Welcome, my friends, to Will Once’s patented theory of everything. To be perfectly accurate, this is Will Once’s latest theory of everything. The last one since the previous one. And if you wait long enough there will be another one along in a little while.

Anyhoo, this is what we are here to talk about …

taylor-swift-shines-red--large-msg-135149110721

Oops, sorry, I meant this one …

stonehenge-circle-pink-sky

The questions just keep coming. What was Stonehenge for? Who built it? Why? What did they do there? Why did they drag those huge stones hundreds of miles away from a quarry in Wales? How did they manage to do that, in the days when the most advanced tool they had was a hammer?

The first Eureka moment is when you realise that, to paraphrase Douglas Adams, the past is big. Mind bogglingly big. We like to think of the past as a single convenient time, a Game of Thrones sort of existence with swords, wenches and roast pigs with apples in their chops.

We ask “What was it like in the old days, Grandad?” as if there was only one lot of olden times.

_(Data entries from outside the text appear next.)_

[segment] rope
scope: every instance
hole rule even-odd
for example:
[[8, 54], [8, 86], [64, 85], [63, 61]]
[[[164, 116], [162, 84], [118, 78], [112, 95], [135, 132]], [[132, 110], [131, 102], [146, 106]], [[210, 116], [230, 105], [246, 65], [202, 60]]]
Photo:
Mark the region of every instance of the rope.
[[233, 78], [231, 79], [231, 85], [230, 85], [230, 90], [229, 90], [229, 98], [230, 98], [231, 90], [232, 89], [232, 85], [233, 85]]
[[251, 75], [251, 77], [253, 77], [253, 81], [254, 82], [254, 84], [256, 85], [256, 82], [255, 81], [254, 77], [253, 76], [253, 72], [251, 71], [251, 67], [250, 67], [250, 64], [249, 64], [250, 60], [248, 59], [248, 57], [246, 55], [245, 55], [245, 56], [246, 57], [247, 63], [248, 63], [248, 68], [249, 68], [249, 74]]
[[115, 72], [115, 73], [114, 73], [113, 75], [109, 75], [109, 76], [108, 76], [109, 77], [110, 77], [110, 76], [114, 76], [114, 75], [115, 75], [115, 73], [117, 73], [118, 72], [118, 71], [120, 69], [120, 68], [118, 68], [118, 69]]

As evidence, M’lud, I’d like to present … a hill.

pendle_hill_sunset1

Mmm, lovely isn’t it? There’s nothing quite like a good hill to make a fella go all outdoorsy. It makes you want to tie the laces on your fell boots, stock up on Kendal Mint Cake and go out and get muddy.

This isn’t any old hill. Oh, no. This is a very special hill. This is Pendle Hill in Somerset. This particular lump of geography has one unique feature which manages to trump New York. They didn’t just name it twice. In fact, they named it three times. The word “Pen” means “hill” in an old Cumbria language. The word fragment “dle” means hill in Old English. And “hill” means … um … hill.

Ladies and Gentleman, boys and girls, Celts and Anglo-Saxons. I am proud to present Hill Hill Hill.

If that tickles your fancy, there is a whole atlas full of tautological names here:

https://en.wikipedia.org/wiki/List_of_tautological_place_names

The reason for this is that the past kept on inventing itself. In this Green and pleasant land of England, we have had a steady procession of invaders and immigrants from Neolithic stone-bashers to Celtic tattooed warriors, to the Romans in their skirts, not to mention the Vikings, Anglo Saxons, Norman French and the list goes on and on.

And each bunch of invaders looked at what the previous lot had left behind and appropriated it. So the locals had this hill which they called Pen. The next bunch simple called it Pen Hill, or in their language, Pendle. Then the next lot happened to hear about this hill called Pendle so they called it Pendle Hill.

And that is precisely what happened with Stonehenge. Archaeologists reckon that Stonehenge was built between 3000 and 1600 BC. That’s not a wide range in dates because they aren’t sure. Nor is it a single project that took 1400 years to complete, in a similar way that it takes me months if not years to do anything remotely DIY.

Nope. What we have at Stonehenge is a series of different erections, starting with the first one in 3000 BC and then several more until 1600 when for some reason we stopped tinkering. We got bored.

This gives us our first clue. Stonehenge isn’t one thing. It is several. Each tribe stumbled across it and used it for its own purposes under a different set of gods, religions, languages. Pagan orgies, human sacrifices, healing, place of Government, celestial calendar, UFO landing pad.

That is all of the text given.